Hace unos años, un conocido pastor organizó un “festival cristiano”, para “demostrar la alegría de la juventud, hacerle saber a la ciudad que la música cristiana es de primera”.[1] En la misma línea, algunos famosos cantantes de “música cristiana” señalaban que recibir premios Grammy era parte de “hacer brillar nuestra luz ante los hombres”.

Pero, ¿Era esto lo que quiso decir Jesús al referirse a Sus discípulos como sal de la tierra y luz del mundo?

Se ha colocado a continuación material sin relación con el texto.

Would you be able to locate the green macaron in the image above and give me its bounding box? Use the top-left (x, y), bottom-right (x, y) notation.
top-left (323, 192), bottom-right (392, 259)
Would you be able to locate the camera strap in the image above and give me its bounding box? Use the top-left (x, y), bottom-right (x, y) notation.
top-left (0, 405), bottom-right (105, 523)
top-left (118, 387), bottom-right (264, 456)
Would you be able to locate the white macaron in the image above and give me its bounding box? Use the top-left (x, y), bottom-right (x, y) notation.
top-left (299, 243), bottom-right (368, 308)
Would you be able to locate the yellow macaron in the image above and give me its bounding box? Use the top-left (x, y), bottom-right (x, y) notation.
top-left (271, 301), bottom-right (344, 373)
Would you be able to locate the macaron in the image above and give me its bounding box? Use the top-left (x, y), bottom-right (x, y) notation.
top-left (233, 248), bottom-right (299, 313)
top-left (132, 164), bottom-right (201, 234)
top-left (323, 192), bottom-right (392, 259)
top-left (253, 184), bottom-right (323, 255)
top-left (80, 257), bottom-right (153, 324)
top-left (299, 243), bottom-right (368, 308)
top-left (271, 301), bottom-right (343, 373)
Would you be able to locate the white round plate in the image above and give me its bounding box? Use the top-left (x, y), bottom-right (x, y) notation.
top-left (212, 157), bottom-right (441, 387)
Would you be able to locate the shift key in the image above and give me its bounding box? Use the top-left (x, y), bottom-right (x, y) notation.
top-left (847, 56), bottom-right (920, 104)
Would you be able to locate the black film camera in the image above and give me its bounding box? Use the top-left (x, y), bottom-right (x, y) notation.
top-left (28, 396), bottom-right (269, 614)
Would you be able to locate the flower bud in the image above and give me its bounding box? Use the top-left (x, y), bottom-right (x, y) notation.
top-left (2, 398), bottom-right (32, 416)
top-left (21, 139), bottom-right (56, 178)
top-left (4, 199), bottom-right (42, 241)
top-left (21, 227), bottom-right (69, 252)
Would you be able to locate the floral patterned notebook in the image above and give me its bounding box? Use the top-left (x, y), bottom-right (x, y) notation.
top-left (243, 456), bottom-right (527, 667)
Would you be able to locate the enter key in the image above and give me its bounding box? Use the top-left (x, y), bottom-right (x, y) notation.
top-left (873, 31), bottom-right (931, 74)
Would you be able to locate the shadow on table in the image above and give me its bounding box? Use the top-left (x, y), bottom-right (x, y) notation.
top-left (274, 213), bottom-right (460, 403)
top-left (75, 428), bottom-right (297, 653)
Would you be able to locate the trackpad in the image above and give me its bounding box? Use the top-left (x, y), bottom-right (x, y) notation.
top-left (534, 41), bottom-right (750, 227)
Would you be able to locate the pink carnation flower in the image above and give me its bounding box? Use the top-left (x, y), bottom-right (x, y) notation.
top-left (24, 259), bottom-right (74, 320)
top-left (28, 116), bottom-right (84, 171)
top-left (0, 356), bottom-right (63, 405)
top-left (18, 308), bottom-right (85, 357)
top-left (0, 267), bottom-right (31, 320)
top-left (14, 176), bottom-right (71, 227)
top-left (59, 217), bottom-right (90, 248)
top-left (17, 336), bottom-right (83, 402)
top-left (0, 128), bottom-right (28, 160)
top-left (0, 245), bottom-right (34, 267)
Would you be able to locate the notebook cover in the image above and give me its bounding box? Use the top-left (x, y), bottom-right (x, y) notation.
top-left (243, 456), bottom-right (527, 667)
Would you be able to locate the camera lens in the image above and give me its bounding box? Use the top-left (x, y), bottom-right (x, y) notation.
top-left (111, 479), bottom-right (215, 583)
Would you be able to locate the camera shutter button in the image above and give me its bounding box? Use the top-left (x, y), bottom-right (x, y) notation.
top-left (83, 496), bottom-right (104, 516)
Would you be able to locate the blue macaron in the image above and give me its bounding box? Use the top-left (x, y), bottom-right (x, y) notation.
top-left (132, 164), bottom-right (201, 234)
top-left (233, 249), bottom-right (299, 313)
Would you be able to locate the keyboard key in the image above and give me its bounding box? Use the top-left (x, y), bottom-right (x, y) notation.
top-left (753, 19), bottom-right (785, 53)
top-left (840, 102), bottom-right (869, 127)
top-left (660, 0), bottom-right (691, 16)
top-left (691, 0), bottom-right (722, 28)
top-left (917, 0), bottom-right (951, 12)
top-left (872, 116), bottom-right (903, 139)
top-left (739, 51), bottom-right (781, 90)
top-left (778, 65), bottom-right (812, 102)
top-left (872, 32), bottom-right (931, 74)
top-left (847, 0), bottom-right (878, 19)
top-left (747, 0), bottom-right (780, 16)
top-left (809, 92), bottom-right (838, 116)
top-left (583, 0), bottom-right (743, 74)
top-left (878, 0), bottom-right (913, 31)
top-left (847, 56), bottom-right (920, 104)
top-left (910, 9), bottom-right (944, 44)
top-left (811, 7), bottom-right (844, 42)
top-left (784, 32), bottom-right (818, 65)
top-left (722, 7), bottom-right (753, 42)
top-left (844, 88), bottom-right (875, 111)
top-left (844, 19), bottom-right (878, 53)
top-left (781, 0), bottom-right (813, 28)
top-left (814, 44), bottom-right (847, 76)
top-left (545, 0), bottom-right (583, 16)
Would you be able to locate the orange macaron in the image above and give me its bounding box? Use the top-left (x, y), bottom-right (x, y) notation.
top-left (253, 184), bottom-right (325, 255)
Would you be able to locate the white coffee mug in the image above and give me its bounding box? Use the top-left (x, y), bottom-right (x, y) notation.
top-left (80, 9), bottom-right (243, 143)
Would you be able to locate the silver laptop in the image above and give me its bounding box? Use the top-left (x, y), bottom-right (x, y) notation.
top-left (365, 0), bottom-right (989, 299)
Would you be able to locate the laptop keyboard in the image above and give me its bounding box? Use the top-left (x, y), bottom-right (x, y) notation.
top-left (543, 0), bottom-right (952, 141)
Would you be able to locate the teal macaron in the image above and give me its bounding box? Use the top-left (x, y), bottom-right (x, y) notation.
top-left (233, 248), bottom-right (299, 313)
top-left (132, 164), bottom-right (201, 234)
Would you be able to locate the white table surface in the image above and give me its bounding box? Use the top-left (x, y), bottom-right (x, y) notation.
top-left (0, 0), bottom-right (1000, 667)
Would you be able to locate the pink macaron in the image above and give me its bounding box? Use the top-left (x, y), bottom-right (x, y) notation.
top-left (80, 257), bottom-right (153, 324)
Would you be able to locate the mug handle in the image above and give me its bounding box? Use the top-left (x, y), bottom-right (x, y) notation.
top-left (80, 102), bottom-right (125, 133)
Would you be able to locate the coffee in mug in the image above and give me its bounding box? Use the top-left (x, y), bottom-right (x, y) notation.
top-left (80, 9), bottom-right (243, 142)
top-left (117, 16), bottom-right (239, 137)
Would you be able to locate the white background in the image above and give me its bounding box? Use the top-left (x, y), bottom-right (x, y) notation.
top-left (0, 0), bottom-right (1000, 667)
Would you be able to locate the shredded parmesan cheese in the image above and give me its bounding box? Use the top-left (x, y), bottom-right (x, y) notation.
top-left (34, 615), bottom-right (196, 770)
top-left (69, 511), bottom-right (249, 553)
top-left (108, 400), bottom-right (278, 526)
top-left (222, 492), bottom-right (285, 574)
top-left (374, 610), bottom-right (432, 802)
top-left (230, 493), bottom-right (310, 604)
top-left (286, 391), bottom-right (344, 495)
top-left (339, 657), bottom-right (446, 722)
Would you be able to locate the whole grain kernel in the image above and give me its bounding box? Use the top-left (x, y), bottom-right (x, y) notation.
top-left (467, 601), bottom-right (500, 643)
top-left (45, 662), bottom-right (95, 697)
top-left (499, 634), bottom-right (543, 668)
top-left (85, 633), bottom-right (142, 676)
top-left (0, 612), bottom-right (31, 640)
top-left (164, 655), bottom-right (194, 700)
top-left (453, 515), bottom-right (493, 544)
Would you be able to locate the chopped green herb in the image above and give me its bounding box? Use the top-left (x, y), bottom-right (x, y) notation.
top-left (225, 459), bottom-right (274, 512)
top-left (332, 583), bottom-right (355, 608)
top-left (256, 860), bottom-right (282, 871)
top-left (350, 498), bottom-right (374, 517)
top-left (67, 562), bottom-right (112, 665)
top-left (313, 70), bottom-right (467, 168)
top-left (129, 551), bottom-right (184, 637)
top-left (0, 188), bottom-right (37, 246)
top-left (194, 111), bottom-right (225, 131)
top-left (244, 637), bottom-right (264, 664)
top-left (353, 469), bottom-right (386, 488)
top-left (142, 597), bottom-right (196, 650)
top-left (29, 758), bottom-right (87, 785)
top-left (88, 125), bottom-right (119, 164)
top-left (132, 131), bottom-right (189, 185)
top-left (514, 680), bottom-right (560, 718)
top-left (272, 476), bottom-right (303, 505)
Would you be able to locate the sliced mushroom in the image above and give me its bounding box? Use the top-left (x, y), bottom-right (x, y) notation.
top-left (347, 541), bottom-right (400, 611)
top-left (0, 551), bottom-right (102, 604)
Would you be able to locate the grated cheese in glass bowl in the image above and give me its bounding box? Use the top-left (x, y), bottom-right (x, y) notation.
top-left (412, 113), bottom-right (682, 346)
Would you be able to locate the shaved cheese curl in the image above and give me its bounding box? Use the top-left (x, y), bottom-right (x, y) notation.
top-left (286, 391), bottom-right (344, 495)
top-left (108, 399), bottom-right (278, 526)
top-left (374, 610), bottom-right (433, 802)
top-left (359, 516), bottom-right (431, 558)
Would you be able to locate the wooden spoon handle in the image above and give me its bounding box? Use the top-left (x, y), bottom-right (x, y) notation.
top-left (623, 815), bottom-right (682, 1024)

Luego de exponer la bienaventuranza de sus discípulos, el Señor ahora se refiere al impacto que ellos tienen en el mundo. “Una vez visto qué es el cristiano, ahora pasamos a considerar cómo el cristiano debería manifestar lo que es… pasamos, pues, de la contemplación del carácter del cristiano a la consideración de la función y el propósito del cristiano en este mundo según la mente y el propósito de Dios”.[2]

Para ello usa dos metáforas: sus discípulos son sal de la tierra y luz del mundo. Notemos que no dice: “uds. deben ser la sal de la tierra”, ni “es necesario que se conviertan en la luz del mundo”, sino que dice “ustedes son la sal de la tierra” y “la luz del mundo”. Por lo mismo, Jesús está describiendo a quienes verdaderamente son Su pueblo.

Además, ambas metáforas implican que el cristiano vive todavía en un mundo bajo el pecado, pero que nuestro llamado no es a escapar de esto y vivir en comunidades aisladas y exclusivas para cristianos, sino en medio de ese mundo, para impactarlo con nuestra predicación y nuestra vida.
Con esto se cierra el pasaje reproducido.